In most respects her health remained remarkably good. She no longer suffered from the frequent bouts of tonsillitis that she had endured as a young woman. She still believed in the power of homeopathy. Sir John Weir had been succeeded by Dr Marjorie Blackie as her homeopathic doctor, and, after Dr Blackie died, Dr Anita Davies, who was a conventional as well as a homeopathic doctor, took over. Dr Davies would create an individual mix of constitutional powders’ for each patient. She also treated Queen Elizabeth for the painful ulcers which developed on her legs with propolis, a resinous mixture produced by bees which is thought to reduce inflammation naturally. She prescribed hawthorn for blood pressure and belladonna for sore throats. Queen Elizabeth also continued to swear by the healing power of arnica – in both tablet and ointment form. She handed it to any of her guests who bruised themselves.

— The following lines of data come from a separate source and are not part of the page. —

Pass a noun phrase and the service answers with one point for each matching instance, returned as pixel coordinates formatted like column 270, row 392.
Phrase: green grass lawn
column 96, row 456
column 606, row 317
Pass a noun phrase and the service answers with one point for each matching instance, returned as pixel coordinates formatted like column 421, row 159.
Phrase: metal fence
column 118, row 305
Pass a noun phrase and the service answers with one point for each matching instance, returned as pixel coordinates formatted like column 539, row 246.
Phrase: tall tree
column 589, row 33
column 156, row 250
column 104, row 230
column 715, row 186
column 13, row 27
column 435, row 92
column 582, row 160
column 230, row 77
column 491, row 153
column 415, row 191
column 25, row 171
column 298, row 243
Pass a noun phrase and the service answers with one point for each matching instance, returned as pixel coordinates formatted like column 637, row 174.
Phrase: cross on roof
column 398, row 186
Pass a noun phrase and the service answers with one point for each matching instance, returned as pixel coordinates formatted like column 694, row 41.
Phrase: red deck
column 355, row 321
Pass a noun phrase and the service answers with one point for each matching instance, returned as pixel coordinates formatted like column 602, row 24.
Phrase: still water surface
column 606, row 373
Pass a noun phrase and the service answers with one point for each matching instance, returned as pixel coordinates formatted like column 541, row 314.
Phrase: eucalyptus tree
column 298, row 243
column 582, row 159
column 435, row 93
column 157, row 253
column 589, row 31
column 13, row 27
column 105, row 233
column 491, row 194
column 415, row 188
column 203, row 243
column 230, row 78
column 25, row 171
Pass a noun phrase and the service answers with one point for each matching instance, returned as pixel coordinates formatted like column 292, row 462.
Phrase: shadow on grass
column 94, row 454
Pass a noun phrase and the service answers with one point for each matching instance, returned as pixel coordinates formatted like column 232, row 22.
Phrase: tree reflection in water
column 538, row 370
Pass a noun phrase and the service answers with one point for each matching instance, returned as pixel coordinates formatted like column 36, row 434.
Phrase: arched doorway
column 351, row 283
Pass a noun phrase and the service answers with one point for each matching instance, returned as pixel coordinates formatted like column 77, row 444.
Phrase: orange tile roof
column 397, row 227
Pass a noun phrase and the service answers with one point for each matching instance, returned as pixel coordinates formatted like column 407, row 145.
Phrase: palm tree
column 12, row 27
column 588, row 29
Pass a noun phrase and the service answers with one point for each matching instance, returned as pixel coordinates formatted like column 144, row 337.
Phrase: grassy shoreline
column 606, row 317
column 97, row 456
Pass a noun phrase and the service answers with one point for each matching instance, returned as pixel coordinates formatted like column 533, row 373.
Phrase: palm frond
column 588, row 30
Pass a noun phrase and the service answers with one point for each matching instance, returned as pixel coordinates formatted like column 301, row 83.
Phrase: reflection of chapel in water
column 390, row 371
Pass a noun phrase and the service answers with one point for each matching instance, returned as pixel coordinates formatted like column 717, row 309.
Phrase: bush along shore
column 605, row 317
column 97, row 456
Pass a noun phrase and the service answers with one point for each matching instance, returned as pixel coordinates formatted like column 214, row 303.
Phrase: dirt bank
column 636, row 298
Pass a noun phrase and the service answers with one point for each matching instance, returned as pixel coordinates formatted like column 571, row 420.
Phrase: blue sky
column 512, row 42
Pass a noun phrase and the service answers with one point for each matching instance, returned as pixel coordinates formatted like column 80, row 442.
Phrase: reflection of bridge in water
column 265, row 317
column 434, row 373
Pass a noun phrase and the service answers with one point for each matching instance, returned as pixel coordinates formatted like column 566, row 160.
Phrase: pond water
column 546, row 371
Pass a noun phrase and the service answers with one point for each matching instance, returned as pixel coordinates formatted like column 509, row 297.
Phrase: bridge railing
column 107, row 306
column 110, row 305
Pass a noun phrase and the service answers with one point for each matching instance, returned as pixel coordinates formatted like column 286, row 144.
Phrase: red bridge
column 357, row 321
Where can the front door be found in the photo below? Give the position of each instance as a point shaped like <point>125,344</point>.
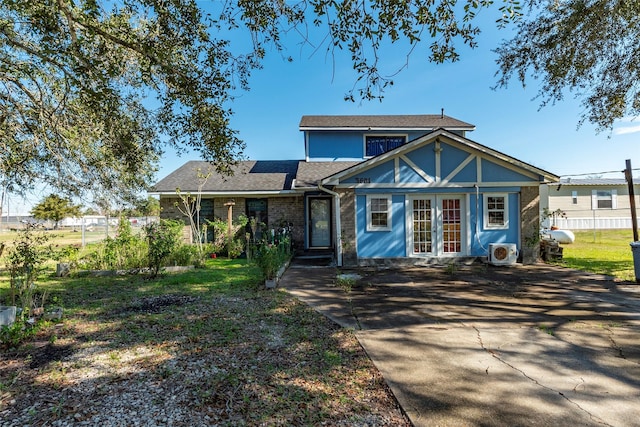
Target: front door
<point>423,226</point>
<point>436,225</point>
<point>451,225</point>
<point>319,222</point>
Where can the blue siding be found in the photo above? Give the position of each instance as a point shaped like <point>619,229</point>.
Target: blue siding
<point>509,235</point>
<point>335,145</point>
<point>381,244</point>
<point>327,145</point>
<point>451,157</point>
<point>425,158</point>
<point>467,174</point>
<point>383,173</point>
<point>408,174</point>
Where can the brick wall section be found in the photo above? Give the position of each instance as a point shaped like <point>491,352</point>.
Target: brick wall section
<point>530,226</point>
<point>168,210</point>
<point>348,225</point>
<point>288,210</point>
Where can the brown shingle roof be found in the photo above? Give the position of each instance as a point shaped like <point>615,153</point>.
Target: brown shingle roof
<point>310,173</point>
<point>417,121</point>
<point>262,175</point>
<point>257,176</point>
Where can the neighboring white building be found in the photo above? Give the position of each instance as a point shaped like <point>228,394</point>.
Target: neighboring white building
<point>591,203</point>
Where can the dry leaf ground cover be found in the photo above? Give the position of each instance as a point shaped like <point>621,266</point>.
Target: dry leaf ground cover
<point>207,347</point>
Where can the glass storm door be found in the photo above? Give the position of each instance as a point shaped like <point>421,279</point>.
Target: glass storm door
<point>451,225</point>
<point>422,219</point>
<point>320,222</point>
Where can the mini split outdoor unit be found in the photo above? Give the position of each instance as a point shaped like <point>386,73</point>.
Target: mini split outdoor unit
<point>503,253</point>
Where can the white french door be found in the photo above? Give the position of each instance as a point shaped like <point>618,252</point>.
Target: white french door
<point>436,225</point>
<point>422,224</point>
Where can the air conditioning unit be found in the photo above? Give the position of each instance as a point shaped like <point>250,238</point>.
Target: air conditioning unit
<point>503,253</point>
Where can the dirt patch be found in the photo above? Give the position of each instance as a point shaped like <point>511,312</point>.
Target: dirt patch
<point>48,353</point>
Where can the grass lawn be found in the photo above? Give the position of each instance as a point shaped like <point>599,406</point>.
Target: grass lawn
<point>237,353</point>
<point>605,252</point>
<point>65,236</point>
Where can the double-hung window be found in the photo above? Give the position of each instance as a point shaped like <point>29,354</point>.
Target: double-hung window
<point>604,199</point>
<point>378,144</point>
<point>379,212</point>
<point>496,211</point>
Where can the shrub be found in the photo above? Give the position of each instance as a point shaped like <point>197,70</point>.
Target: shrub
<point>163,238</point>
<point>184,255</point>
<point>270,257</point>
<point>25,260</point>
<point>221,243</point>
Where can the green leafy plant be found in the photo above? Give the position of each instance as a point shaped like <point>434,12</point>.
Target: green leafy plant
<point>552,215</point>
<point>25,261</point>
<point>221,243</point>
<point>163,237</point>
<point>16,333</point>
<point>270,257</point>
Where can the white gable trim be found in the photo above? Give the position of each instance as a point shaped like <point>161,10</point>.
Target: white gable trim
<point>461,166</point>
<point>416,168</point>
<point>483,152</point>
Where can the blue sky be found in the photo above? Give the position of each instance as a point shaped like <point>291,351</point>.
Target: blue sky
<point>508,120</point>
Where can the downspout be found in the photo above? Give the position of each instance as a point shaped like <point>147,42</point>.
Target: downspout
<point>336,204</point>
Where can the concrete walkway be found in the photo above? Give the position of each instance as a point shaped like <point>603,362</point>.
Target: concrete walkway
<point>489,346</point>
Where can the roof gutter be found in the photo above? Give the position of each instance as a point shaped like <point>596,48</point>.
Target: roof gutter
<point>336,204</point>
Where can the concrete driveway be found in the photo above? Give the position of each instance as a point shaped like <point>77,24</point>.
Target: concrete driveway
<point>492,346</point>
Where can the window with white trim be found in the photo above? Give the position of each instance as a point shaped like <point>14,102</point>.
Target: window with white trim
<point>378,212</point>
<point>604,199</point>
<point>496,211</point>
<point>378,144</point>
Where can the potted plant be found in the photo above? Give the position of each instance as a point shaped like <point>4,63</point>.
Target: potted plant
<point>554,215</point>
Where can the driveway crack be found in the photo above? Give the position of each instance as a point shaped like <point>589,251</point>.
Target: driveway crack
<point>496,355</point>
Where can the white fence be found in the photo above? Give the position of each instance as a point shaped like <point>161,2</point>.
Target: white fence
<point>602,223</point>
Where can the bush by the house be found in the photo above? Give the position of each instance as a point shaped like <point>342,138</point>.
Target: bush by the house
<point>221,244</point>
<point>271,254</point>
<point>163,238</point>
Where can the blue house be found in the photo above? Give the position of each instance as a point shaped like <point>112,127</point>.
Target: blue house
<point>380,189</point>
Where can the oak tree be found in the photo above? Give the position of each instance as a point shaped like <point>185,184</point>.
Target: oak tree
<point>55,208</point>
<point>93,91</point>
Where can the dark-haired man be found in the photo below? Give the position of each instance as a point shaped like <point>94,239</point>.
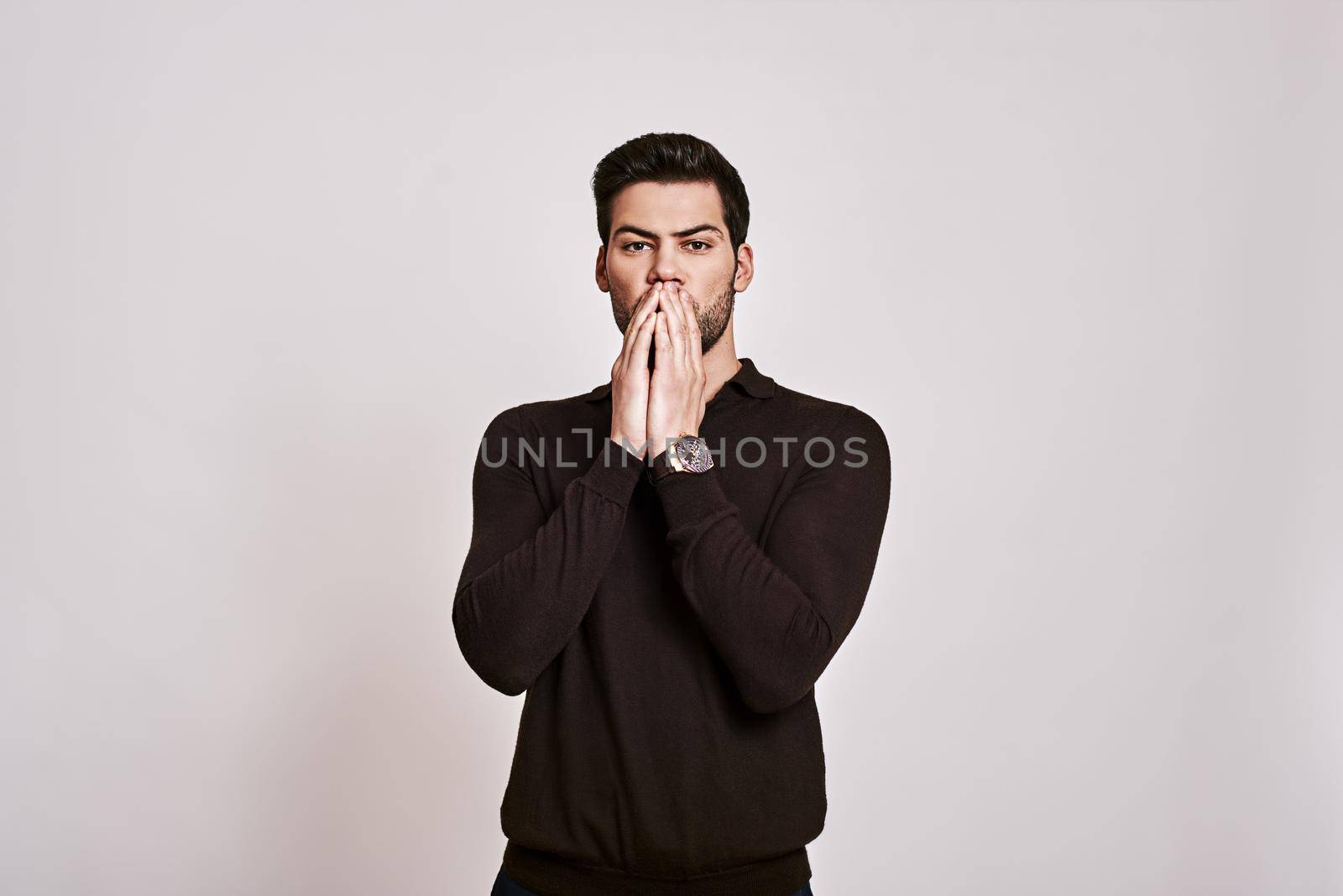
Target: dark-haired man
<point>665,565</point>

Following her operation, she cancelled nine engagements during the first three months of 1967. Altogether that year her public engagements were down to fifty-two, which included eight for the University of London. She spent January as usual at Sandringham where, she said, the Norfolk air made her feel much better, then February and March at Clarence House and Royal Lodge, with frequent expeditions to race meetings. Her first public engagement was the annual meeting of Queen Mary’s London Needlework Guild at St James’s Palace on 21 March, and on 27 April she dined with the London Scottish Regiment.